The multifaceted interactions concerning these aspects in Indigenous homelessness generate circumstances that overlap with the four different kinds of homelessness as stated by in the “Canadian Definition of Homelessness” such as, “Unsheltered, Emergency Sheltered, Provisionally Accommodated and At Risk of Homelessness (Thistle, 2017).” These typologies are related to housing markets and limits of affordable shelter but, in relation to Indigenous homelessness, it is not the response to those circumstances but, the issue stems from Canada’s historical legacy of settler colonialism and the continuation of it (Thistle, 2017). Which has displaced Indigenous peoples such as First Nations, Metis and Inuit from their traditional societies and lifestyle (Thistle, 2017).

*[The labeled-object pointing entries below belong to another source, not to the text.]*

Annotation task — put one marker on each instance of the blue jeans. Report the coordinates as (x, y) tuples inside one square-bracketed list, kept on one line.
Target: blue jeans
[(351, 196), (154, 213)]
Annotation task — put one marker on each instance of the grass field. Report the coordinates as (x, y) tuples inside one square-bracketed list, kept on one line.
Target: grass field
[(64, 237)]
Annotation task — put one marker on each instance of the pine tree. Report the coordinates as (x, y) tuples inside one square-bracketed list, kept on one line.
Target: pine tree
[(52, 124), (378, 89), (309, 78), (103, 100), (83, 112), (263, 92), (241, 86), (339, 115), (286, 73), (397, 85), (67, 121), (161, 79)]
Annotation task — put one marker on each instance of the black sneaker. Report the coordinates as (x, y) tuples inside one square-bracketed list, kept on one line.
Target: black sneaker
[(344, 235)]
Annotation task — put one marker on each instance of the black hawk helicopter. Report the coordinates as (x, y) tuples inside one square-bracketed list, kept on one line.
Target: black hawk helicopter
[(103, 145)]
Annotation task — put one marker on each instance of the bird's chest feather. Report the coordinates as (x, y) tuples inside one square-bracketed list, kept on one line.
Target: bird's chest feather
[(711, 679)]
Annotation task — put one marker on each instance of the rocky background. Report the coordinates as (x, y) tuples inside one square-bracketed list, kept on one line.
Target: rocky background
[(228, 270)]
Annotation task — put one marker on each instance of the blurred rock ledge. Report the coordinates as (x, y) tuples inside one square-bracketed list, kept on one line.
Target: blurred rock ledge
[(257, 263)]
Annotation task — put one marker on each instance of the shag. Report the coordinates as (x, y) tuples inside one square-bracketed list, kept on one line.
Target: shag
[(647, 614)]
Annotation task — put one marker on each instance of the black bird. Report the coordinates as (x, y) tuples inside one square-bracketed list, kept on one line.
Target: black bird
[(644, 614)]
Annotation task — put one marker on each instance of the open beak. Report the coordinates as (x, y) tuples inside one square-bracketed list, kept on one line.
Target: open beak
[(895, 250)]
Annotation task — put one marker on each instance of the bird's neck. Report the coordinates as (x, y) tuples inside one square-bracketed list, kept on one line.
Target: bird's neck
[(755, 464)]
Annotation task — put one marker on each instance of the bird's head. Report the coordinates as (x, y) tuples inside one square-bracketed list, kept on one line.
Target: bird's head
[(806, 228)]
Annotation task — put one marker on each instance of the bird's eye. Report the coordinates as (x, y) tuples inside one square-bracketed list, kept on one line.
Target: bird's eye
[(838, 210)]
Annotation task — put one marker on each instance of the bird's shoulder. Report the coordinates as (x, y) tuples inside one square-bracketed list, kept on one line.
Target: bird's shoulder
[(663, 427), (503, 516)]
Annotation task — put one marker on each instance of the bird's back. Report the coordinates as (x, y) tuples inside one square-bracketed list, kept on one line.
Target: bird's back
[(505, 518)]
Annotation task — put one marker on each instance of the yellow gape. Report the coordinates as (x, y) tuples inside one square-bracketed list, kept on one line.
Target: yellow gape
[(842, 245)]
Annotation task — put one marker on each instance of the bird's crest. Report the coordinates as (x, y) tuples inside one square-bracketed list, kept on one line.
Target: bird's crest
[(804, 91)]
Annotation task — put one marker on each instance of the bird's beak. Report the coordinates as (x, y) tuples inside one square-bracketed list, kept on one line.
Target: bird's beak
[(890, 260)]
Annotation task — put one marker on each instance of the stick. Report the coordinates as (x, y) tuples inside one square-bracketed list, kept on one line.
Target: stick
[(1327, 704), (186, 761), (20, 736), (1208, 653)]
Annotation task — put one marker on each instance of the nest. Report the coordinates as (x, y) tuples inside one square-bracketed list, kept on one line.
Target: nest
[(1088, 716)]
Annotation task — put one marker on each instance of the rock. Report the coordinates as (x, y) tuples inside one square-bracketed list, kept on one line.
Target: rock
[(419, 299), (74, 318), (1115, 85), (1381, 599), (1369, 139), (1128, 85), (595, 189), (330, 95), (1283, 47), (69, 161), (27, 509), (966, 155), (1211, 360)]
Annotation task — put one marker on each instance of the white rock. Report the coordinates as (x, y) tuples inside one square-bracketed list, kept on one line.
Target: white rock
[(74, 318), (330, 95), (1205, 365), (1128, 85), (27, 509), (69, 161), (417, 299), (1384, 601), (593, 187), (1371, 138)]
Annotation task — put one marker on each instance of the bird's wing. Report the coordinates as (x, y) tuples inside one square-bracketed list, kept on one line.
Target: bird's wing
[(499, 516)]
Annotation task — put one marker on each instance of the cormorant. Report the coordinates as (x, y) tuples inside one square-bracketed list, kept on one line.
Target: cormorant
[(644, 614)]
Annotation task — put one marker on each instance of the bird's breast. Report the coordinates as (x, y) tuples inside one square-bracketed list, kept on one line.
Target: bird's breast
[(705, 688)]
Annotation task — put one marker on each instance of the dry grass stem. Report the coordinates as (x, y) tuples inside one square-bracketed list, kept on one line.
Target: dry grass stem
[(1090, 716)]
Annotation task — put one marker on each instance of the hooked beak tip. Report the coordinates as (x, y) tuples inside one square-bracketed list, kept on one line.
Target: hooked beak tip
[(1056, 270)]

As Canadians, we must agree on the following difficult truths: being homeless is not something Indigenous people choose, homelessness is a negative, stressful and traumatic experience, a disproportionate number of Indigenous peoples are forced into activities criminalized by Canada, and for far too long the higher morality rate in First Nations, Metis and Inuit communities have been ignored (Thistle, 2017).
With that said, the Indigenous peoples in Canada have articulated twelve dimensions of Indigenous Homelessness: historic displacement, contemporary geographic separation, spiritual disconnection, mental disruption and imbalance, cultural disintegration, overcrowding, relocation and mobility, going home, nowhere to go, escaping or evading harm, emergency crisis and climatic refugee (Thistle, 2017).
I know this list is overwhelming, but it has every reason to be considering the past. Furthermore, as Julia Christensen argues “Indigenous experiences of homelessness are at once collective and immediate” (Christensen, 2013). She further goes on to argue that the mitigation of Indigenous homelessness in Canada ultimately depends on having a decolonizing agenda that particularly addresses the contemporary problems that are due to lingering effects that have not disappeared such as the being socially excluded, family and community breakdowns, loss of cultural identity, intergenerational trauma and institutional discrimination (Christensen, 2013).